The software renaissance; reducing society's technical debt

But like the article from Sequoia that summarises what they describe where we are as the first act of GenAI, as if we were part of a Shakespearean play, and that act 2 will be more interesting, I still feel that what the team over at SKVentures points to as a renaissance of the software world is far more interesting. When I see what Noel Tock is doing creating some amazing images and as I discussed with Christian Ulstrup, AI could help reduce society's technical debt by creating far cheaper software. And that all sounds far more interesting. Granted, Sequoia may make far less money (but the opposite could also be true).

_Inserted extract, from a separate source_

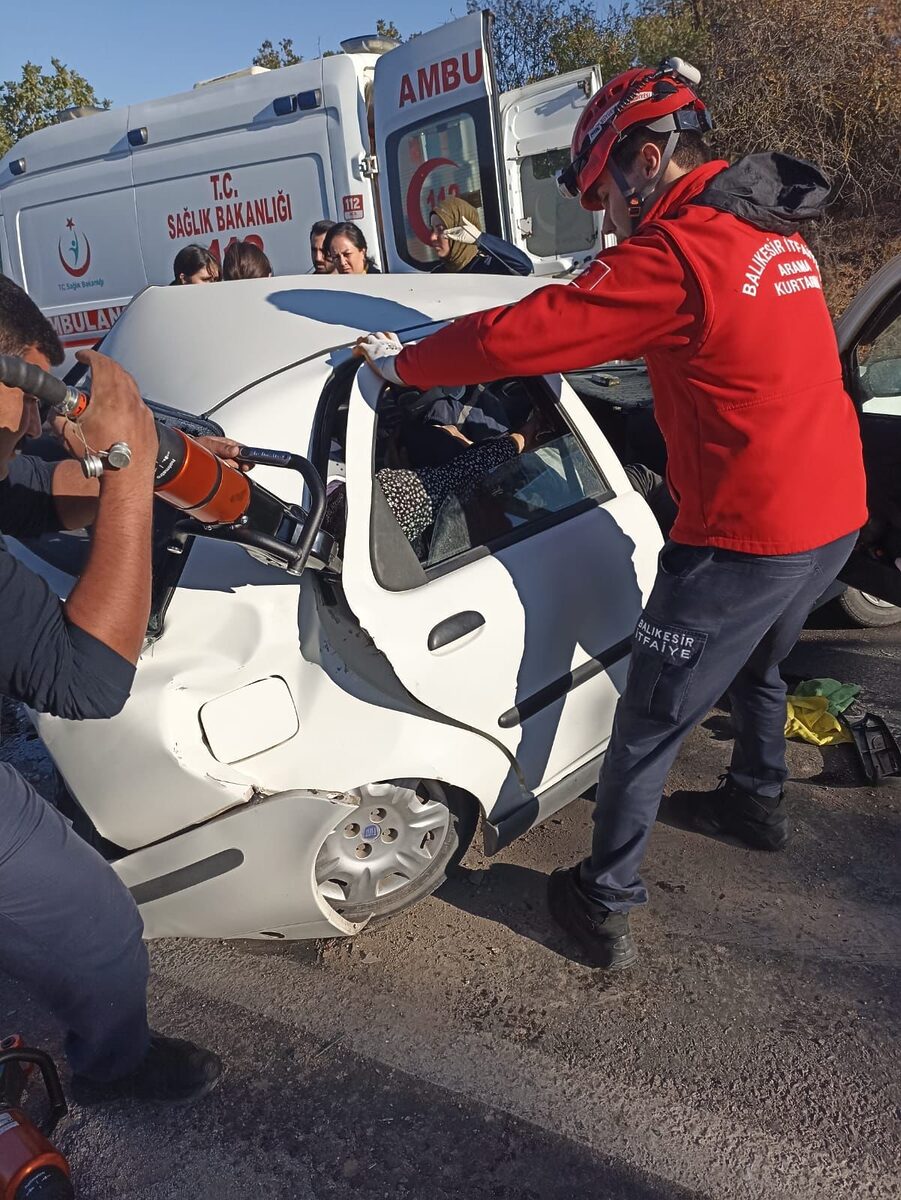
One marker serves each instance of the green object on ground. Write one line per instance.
(838, 695)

As discussed here, talking about the good of open-source, SKVentures suggests that AI could have a really positive impact on the cost of software, cheaper and far more innovative software would reduce society's technical debt and finally follow the same downward trend that we have seen with CPUs, and other important hardware we need in the digital transformation of society in general:

Next Collapsing Tech Cost is Software Itself

It would be great if society can benefit from a software renaissance, one which benefits all of us, rather than being burdened by the technical debt SKVentures talks about.